Category Archives: Ruby

SPARQL 1.0 for Ruby

I’ve just released version 0.0.2 of the Ruby sparql gem. This version is based on earlier work by Pius and Arto and incorporates from SPARQL Grammar and SPARQL Algebra. Further documentation is available here.

This gem integrates with [RDF.rb][] and uses [rdf-xsd][] to provide additional literal semantics.

Why release SPARQL for Ruby? Probably not because of the killer performance, at least right now. However, I believe it’s important that Ruby have a complete tool chain for manipulating Linked Data (including RDF and SPARQL), and this was the remaining piece.

In spite of the 0.0.2 release number, is is a fully functioning implementation of SPARQL 1.0 semantics and passes all the DAWG data-r2 test cases. The gem makes use of RDF::Query to perform basic BGP operations on RDF::Queryable objects (such as RDF::Repository). The gem has some support for query optimization, but this remains largely unimplemented and will be addressed in future releases. I’d also like to support SPARQL 1.1 queries and udpates at some point.

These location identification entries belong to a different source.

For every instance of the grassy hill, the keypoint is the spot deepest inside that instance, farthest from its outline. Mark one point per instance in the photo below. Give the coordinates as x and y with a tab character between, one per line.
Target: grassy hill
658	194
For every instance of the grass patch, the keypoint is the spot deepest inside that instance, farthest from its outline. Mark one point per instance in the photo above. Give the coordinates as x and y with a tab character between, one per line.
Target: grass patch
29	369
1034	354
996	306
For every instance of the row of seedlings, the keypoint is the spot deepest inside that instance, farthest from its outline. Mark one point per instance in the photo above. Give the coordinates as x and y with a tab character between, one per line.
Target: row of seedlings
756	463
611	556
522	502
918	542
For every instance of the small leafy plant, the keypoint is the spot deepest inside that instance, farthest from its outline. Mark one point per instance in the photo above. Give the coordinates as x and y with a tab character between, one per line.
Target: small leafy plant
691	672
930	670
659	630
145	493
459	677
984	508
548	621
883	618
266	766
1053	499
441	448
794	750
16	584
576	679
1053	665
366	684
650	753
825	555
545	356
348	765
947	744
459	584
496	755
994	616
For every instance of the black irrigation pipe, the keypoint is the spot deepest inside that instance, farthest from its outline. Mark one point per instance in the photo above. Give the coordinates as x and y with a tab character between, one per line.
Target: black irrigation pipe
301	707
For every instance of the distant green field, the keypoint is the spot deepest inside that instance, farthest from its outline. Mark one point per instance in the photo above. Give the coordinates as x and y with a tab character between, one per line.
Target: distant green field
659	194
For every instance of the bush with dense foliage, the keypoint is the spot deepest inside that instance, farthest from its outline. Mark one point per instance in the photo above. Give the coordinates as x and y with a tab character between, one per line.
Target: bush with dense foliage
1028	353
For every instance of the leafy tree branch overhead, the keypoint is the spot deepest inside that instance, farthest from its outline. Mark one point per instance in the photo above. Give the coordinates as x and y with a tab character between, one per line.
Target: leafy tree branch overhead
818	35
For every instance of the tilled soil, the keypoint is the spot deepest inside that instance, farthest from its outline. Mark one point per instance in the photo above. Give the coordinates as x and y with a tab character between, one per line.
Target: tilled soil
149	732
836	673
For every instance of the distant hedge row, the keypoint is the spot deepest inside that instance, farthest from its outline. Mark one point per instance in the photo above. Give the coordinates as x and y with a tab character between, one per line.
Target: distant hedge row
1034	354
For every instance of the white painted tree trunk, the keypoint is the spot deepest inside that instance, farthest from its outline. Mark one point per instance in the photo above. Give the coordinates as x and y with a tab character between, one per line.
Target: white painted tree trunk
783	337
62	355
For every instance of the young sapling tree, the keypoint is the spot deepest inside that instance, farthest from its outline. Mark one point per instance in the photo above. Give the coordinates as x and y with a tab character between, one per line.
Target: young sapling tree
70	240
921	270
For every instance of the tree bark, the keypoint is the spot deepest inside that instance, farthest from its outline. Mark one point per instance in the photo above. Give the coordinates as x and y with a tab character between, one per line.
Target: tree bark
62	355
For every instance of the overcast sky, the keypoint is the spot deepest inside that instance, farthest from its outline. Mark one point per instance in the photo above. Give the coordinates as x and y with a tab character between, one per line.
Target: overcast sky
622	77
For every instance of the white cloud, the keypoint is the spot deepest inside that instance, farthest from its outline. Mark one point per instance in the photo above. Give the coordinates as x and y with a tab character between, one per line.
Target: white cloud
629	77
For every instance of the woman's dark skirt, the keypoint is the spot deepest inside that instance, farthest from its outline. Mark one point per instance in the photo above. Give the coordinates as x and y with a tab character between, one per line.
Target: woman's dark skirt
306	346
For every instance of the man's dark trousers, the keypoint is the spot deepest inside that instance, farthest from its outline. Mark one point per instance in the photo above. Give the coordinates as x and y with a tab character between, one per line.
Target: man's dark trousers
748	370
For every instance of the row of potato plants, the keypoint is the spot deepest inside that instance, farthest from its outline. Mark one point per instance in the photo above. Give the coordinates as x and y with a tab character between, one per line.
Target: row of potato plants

This is a pure Ruby implementation and does not directly rely on any native libraries (although, some RDF readers such as RDFa and RDF/XML presently do).

The basic strategy is to parse SPARQL and transform it into an S-Expression-based algebra, pretty close to that used by Jena ARQ (SPARQL S-Expressions, or SSE). This allows SSE to be used directly for performing queries, or to parse SPARQL grammar to SSE.

The linkeddata gem has also been updated to have a soft reference to SPARQL, in addition to new processors for RDF::Turtle, JSON::LD, and RDF::Microdata.

The gem is tested on Ruby 1.8.7, 1.9.2 and JRuby. (JRuby has some spec issues, probably due to Nokogiri differences)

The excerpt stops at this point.